7 Replies Latest reply on Jun 19, 2014 1:38 AM by pinform

    Silent __private memory size limit?

    jirmik

      Hi,

      our application launches few OpenCL kernels in a loop, each iteration waiting for the previous one to complete (clFinish). One of the kernels is quite complex and uses nearly 18 kB of private memory per work item. We had very hard time making it work on AMD platform (no significant problems with nVidia or Intel). The application ran OK for few iterations of the loop and then suddenly enqueuing of the complex kernel started returning "out of resources" error. Compilation and first enqueue calls were all OK. Finally we tried replacing the __private memory buffers with pieces of __global buffer for each work item (reducing __private usage to about 3 kB per work item) and it started working even on AMD.

       

      My question: Is there any private memory size limit? I'd like to know whether we have fixed the issue in our code (reduced private memory usage) or only fixed one of side effects of some bug which is still there.

       

      All of this was happening on Ubuntu linux (12.04) with following driver:

      [6.750882] <6>[fglrx] module loaded - fglrx 13.35.5 [Mar 12 2014] with 1 minors

       

      When we tried with Windows 7, the graphics driver always crashed.

       

      Thanks,

      Martin Jirman

        • Re: Silent __private memory size limit?
          amd_support

          Hi Martin,

              When private memory size exceeds number of registers per thread on the device, rest of the private memory is automatically assigned in global memory space. With this understanding, your code should work with 18KB private memory on AMD devices also.

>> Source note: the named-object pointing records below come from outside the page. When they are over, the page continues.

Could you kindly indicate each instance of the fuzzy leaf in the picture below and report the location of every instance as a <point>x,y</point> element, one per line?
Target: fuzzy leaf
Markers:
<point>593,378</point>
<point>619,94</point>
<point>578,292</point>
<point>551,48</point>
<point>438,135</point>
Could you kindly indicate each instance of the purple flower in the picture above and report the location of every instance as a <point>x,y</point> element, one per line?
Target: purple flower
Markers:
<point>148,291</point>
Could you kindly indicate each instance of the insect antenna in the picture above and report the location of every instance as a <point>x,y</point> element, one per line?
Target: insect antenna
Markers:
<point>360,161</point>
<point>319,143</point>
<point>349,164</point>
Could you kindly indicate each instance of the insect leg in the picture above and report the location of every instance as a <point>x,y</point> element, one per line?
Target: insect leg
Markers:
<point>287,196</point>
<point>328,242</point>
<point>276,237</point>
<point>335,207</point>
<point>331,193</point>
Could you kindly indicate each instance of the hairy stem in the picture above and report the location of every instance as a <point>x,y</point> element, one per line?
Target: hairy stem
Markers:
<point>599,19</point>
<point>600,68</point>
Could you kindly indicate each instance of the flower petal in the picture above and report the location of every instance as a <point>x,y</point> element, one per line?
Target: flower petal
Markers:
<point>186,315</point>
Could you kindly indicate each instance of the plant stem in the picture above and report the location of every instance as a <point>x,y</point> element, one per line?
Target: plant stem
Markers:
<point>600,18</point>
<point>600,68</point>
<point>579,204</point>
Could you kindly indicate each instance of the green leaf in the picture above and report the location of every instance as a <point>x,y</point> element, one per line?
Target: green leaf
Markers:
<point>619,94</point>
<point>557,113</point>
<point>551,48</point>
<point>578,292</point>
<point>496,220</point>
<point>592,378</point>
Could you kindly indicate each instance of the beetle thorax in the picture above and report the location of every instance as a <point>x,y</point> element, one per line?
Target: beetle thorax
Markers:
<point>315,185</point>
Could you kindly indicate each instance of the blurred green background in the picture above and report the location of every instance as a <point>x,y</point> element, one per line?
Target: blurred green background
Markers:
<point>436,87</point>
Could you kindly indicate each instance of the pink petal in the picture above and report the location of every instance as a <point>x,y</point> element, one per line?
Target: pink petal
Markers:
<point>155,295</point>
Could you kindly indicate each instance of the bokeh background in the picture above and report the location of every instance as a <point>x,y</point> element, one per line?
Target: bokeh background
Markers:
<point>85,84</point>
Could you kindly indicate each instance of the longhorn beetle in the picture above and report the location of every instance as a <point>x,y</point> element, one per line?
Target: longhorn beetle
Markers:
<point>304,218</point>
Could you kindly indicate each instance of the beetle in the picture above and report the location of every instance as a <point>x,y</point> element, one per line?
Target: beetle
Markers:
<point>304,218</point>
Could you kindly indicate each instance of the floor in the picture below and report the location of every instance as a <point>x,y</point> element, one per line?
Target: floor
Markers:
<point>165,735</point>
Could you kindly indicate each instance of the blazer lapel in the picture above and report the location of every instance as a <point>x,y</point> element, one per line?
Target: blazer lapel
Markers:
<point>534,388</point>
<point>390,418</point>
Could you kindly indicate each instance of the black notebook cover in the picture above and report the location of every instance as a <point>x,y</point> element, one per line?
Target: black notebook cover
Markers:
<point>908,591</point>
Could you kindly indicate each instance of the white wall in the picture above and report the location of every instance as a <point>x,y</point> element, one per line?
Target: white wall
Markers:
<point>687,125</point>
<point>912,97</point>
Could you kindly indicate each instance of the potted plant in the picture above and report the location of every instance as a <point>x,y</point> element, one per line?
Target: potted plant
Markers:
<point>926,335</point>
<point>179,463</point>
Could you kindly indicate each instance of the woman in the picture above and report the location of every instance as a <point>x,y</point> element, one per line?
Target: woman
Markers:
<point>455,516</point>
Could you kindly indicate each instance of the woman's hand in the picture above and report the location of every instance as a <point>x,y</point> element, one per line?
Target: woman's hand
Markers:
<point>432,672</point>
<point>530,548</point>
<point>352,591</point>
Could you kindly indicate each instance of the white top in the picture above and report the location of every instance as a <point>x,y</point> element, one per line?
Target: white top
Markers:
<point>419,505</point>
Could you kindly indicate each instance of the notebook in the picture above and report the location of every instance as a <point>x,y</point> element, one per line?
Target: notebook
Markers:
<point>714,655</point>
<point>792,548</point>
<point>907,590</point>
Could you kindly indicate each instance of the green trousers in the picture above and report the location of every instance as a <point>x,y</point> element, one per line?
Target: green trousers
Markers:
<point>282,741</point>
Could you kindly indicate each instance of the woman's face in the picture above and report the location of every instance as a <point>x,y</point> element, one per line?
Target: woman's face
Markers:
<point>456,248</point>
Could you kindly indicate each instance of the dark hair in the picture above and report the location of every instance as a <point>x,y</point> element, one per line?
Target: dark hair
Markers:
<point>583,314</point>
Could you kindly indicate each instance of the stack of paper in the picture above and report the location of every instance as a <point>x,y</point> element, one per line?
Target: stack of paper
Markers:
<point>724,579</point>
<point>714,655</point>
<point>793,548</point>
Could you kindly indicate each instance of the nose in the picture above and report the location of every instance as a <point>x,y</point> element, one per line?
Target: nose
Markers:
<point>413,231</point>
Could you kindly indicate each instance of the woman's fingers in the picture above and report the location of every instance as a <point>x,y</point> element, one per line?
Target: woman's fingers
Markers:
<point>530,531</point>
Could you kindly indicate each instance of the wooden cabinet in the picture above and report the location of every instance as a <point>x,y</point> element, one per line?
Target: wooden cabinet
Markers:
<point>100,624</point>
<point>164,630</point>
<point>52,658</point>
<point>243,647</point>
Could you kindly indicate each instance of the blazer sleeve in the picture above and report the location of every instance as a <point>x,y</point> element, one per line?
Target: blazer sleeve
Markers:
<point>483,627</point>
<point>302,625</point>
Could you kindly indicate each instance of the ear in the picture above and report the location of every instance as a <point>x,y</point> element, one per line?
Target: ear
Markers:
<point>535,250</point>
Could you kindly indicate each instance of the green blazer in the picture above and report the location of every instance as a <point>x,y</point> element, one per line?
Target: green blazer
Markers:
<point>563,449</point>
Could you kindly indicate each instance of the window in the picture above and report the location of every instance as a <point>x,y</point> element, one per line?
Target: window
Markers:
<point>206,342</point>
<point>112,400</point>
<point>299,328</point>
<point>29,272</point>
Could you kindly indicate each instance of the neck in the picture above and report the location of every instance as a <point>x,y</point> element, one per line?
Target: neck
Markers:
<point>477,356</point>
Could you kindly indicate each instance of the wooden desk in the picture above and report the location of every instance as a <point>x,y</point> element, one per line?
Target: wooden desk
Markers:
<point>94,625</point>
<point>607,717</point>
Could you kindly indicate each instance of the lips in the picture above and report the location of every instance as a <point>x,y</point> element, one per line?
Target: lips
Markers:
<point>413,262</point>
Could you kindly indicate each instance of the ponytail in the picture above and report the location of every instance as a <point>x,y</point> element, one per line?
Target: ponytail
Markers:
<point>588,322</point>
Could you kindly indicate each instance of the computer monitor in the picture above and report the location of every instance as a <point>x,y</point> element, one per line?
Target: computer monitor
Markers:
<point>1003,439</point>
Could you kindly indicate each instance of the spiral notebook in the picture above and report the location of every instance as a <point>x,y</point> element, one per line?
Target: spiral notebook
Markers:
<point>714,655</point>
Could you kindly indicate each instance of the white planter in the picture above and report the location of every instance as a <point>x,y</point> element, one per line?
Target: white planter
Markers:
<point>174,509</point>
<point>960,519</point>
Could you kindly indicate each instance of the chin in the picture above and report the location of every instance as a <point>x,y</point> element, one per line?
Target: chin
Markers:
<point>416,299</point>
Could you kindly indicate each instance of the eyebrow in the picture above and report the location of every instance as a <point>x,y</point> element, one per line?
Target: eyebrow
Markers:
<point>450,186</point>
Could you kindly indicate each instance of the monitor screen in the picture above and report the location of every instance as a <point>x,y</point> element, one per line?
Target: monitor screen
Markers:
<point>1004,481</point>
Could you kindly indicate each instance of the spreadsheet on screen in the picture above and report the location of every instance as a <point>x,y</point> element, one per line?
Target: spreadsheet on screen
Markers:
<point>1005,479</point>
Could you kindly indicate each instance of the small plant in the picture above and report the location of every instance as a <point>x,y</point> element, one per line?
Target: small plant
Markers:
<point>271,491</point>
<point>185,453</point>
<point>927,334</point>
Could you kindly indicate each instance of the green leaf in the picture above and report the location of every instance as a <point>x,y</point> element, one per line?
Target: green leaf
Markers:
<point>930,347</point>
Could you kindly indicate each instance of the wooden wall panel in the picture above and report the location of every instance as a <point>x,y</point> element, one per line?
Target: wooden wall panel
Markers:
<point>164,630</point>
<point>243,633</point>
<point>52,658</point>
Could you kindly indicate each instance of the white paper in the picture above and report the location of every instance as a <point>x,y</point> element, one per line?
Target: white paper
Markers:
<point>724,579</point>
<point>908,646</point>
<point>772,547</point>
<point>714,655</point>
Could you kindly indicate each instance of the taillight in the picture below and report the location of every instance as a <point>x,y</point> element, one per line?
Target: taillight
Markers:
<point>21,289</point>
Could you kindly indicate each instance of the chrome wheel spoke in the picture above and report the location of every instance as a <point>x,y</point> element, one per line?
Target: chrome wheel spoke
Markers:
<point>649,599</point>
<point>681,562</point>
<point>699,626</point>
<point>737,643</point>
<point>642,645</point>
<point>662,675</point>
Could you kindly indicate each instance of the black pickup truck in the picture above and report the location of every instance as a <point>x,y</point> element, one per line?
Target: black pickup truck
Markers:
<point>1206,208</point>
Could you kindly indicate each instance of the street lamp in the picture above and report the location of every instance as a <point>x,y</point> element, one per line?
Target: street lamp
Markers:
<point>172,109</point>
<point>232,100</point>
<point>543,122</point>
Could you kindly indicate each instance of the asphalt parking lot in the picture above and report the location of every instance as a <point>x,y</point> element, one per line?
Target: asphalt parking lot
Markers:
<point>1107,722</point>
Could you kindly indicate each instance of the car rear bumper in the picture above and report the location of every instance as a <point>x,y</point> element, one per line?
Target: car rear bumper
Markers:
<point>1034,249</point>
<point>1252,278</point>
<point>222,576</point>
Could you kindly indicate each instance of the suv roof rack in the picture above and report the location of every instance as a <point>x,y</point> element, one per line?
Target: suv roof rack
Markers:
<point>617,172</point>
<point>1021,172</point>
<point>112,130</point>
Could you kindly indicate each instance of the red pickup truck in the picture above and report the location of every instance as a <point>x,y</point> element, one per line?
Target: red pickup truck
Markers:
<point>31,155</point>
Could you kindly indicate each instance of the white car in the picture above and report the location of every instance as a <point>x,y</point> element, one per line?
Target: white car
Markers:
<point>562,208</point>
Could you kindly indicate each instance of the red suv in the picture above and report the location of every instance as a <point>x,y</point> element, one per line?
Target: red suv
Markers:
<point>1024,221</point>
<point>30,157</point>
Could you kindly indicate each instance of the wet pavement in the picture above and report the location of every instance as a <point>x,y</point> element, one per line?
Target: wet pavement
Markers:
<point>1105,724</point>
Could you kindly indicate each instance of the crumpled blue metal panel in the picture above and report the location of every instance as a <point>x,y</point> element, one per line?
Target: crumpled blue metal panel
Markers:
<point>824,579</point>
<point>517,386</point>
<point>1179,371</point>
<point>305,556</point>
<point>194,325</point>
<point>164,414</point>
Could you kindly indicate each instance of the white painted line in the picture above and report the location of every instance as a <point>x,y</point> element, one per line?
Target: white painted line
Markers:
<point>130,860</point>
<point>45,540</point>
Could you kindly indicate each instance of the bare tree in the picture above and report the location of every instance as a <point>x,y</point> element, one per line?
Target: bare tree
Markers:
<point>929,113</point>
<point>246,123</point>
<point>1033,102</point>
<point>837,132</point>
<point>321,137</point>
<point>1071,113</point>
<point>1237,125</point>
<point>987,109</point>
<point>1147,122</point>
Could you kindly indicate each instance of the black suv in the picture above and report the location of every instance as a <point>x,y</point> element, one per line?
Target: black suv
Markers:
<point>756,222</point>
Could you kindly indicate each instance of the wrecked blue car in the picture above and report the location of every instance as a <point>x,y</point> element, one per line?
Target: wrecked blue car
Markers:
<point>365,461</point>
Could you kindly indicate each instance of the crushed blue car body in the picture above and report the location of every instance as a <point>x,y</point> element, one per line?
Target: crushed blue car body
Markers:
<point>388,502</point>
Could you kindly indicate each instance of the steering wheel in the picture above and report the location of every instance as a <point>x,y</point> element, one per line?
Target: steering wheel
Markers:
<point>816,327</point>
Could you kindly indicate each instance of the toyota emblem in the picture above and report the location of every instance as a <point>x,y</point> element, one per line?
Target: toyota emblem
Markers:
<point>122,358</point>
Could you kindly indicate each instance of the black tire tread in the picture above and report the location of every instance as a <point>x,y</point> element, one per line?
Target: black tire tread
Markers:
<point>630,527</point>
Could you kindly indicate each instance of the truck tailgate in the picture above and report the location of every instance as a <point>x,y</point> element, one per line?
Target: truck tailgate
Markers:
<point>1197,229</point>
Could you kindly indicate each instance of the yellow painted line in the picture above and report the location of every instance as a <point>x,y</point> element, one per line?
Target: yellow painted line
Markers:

             We are trying to reproduce it to find out why the code is crashing. Meanwhile if you can share your code that is crashing, it would be great help.

           

          Thanks,

          AMD Support.

          • Re: Silent __private memory size limit?
            amd_support

            Hi Martin,

            We wrote a kernel with each work item having private buffer of size 22K and the kernel iterated 1000 times. The kernel is working fine on our side.

             

            Could you share your code (or better still, a bare minimum code that captures this error, so that a quick debugging can be done) with us?

             

            Thanks

            AMD Support

              • Re: Silent __private memory size limit?
                jirmik

                Hi, we have been doing some simple math here (which we probably should have done before). The kernel was tested on R9 290X, so I assume that there can be up to 112640 work items running in parallel (44 CUs x 40 wavefronts x 64 work items per wavefront). If each of our work items uses 18kB of memory, this yields total of ~2GB of memory. We were also doing some allocations, so I assume that this may be the source of problems: first launch of kernel uses one big buffer (triggering its allocation), then second launch of the kernel triggers allocation of other big buffer, causing the trouble (we need more sets of buffers to be able to interleave transfers with computations).

                 

                Does it make sense that kernel launch may trigger big buffer allocation, so that there's not enough memory for private memory of kernel and the enqueue call returns CL_OUT_OF_RESOURCES error?

                 

                The code is closed source, so we cannot share it.

                 

                Thanks,

                Martin